Muito se disse e a muito se assistiu nestes dias passados.
Muito se escreveu.
Muitas imagens se viram.
Muito sangue se derramou.
Muitas vidas se perderam.
E muitos perderam tudo com a própria vida.
Muito se disse sobre medo, de ataques nucleares às próprias perdas de vidas.
Muito se opinou sobre Putin e os tiques imperialistas.
Muito se escreveu sobre a impossibilidade de Putin poder salvar a face em função do curso dos acontecimentos.
Muito se disse sobre Zelensky e a habilidade com que comunicou, galvanizou, uniu e liderou.
Muito se postou sobre a mudança do mundo e a formação de novos blocos geo-estratégicos.
Muito se dissertou sobre como seria possível acontecer uma coisa destas numa altura destas.
Muito. E pouco.
Pouco se disse sobre o que é a essência da Ucrânia.
Pouco se disse sobre a visão aprofundada de Kissinger, e de outros experientes analistas, a propósito daquele país soberano. E quando se disse foi para justificar uma posição para um dos lados.
Pouco se disse, por um lado, sobre a antiga Rússia de Kiev, que não era mais que uma federação de tribos eslavas, mas, por outro, também pouco se disse sobre quantas Ucrânias cabem dentro da Ucrânia. A do Oriente, falando principalmente russo e de raiz Ortodoxa e a do Ocidente, essencialmente Católica e falando ucraniano.

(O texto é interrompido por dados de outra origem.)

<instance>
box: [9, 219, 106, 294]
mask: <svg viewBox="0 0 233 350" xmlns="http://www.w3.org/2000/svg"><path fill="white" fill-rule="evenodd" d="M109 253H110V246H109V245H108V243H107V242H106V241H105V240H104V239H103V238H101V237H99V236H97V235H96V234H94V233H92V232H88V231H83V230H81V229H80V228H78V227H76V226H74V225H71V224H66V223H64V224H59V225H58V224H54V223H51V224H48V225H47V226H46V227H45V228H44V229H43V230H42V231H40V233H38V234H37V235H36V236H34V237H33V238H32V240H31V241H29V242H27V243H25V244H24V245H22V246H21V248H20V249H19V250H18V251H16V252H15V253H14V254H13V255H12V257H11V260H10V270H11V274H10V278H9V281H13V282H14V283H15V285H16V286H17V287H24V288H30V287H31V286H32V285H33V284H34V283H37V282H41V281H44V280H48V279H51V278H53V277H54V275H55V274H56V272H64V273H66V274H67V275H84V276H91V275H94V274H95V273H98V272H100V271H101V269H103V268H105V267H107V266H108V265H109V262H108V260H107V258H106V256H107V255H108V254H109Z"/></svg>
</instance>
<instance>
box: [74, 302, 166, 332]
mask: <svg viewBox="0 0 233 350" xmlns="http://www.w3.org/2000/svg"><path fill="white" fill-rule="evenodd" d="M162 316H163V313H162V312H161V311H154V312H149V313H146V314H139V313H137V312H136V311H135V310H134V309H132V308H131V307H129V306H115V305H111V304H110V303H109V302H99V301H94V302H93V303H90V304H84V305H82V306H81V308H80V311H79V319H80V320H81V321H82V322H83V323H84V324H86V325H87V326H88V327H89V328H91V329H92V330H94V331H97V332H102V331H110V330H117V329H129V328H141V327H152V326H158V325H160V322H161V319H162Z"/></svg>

Pouco se falou sobre as tentativas de um lado dominar o outro e os falhanços que isso originou e originaria.
Pouco se escreveu sobre a vontade da própria Ucrânia, ou das Ucrânias, em escolherem livremente as suas associações económicas e políticas.
Pouco se disse sobre a soberania da Ucrânia, no sentido mais amplo, e da legitimidade democrática que tem o governo e o povo que a habita e, inclusive, a liberdade que deve ter de tomar conta dos destinos da Crimeia.
Pouco ou nada se visitou a sua história, desde a época tribal, passando pela ocupação mongol, a presença do império Austro-Húngaro ou os Otomanos e as raízes que deixaram nas suas populações. Ou a parte da história em que se dividiu o território entre Polónia e República Russa.
Pouco se falou em como Putin se tornou num alibi não apenas para o lado Ocidental, que já era, como agora e também para o lado Oriental, onde poderia colher outro tipo de simpatia. E como passou de alibi a alvo estratégico a abater.
E pouco se disse em como esta guerra apenas contribuiu para unir o que muitas vezes andou desunido ou uma Ucrânia a duas vozes.
Isto dito e aqui chegados, a Ucrânia tem de ser deixada com a própria Ucrânia.
Um facto que não ouvi referido é o de que a Ucrânia é a República Popular da Ucrânia desde 1918. E considerada para todos os efeitos como um país capaz de fazer as suas escolhas.
Desta forma, Putin apenas invadiu o que não é seu. Fez tábua rasa a acordos e usou desculpas e cenários para tapar de forma ignóbil os desastres económicos que tem tido, o seu apparatchik, a sua tendência imperialista e a sua mania das grandezas. Para já não falar no seu novo riquismo chocante. E para isso mais não é necessário do que observar aquela mesa ovalada enorme, branca, onde senta em frente – a quilómetros de distância – os seus interlocutores.
Glória à Ucrânia. Paz na Ucrânia. Devolvam a vida aos milhares de inocentes.
Porque muito e pouco se transformarão rapidamente em nada.
PS. Aderi desde a primeira hora a um movimento que criou uma plataforma de ajuda a refugiados Ucranianos – e outros – que se designa por WeHelpUkraine.Org. Não estando tudo pronto – nunca está – é uma tentativa louvável de se colocar no ar uma forma de ajuda humanitária usando o digital. Parabéns ao Hugo de Sousa pela ideia e pelos passos que todos temos dado com ele.